Olesia Stetsiuk posted on August 6th, 2016
In the last blog, we discussed data visualisation mistakes everyone can make. Also, we all know that the quality of any data visualisation and data analysis is conditional on the quality of the data. During data analysis, a proper new finding can be revealed only if data is accurate and trustworthy. Thus, this time, we are going to look deeper at types of data with an eye to ordering and understanding your data assets better.
Although the terminology is not clear, it is still a common approach to classifying data to unstructured, semi-structured, and structured. As big data refers to remarkably massive datasets that are hard to analyse with regular tools, it is strictly connected with unstructured data. Unstructured datasuch as images, audio files, presentations, messages etc does not have pre-defined data scheme or any intrinsic data model. At the same time, such data can be very valuable for a company. Thanks to Big Data technologies such as Hadoop etc, previously challenging unstructured data analysis is becoming handy and thus popular. Procedures such as data mining, Natural Language Processing (NLP), and text analytics equip data scientists with the variety of techniques to discover patterns and provide interpretation for the unstructured data.

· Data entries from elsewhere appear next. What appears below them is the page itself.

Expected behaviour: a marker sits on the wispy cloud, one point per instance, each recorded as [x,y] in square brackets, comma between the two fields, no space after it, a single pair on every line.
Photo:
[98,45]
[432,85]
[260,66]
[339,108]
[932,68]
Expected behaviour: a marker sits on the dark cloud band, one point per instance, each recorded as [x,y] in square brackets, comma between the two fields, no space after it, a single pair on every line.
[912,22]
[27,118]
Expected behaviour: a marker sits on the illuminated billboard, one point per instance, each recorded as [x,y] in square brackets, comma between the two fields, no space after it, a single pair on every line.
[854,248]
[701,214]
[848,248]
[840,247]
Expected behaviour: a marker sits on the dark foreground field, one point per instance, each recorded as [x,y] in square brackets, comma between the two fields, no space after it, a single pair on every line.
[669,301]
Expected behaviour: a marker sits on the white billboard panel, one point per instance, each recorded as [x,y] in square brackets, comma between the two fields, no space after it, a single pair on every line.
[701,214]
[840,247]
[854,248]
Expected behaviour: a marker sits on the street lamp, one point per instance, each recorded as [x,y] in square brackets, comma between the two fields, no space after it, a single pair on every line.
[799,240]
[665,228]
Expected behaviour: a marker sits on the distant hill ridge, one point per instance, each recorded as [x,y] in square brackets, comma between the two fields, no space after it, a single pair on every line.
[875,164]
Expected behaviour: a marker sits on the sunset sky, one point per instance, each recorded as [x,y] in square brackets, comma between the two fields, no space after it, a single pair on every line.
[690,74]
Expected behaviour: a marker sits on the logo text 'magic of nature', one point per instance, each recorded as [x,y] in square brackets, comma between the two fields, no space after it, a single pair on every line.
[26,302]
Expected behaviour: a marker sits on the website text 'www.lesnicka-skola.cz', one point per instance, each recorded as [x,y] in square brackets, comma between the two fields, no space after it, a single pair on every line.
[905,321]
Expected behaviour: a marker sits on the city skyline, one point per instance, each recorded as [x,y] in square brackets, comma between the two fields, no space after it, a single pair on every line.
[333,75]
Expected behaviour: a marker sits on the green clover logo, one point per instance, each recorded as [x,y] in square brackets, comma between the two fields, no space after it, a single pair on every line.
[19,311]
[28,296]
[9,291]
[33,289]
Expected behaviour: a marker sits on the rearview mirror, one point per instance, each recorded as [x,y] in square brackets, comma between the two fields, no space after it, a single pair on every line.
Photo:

Opposing to unstructured data,structured data such as web server logs, sensory data etc can be promptly organised. It can be both human and machine generated. Structured data usually remains in a relational database, and therefore, it is seldom called relational data.
Besides structured and unstructured data, there’s also in-between category: semi-structured data. Semi-structured data does not “live” in a relational database but at the same time, it has few supervising properties that make it more accessible to interpret. For instance, XML documents and NoSQL databases might be examples of semi-structured data.
Returning to the subject of the data definition framework we should also denote that business data come from both internal and external sources. Internal sources of data usually are under the control of the company as such data reside in CRM, financial, and operational systems etc. Therefore, the quality of the data is mostly under control too. External data sources consist of social media, open data sources, to name a few.
Below you can see useful data framework produced by Bob Hayes, PhD, breaking down data sets in 6 categories (originally published here).
This framework can help a business analyst or newbie data scientist organise and understand company’s data assets, as well as identify strengths and gaps in data collection efforts.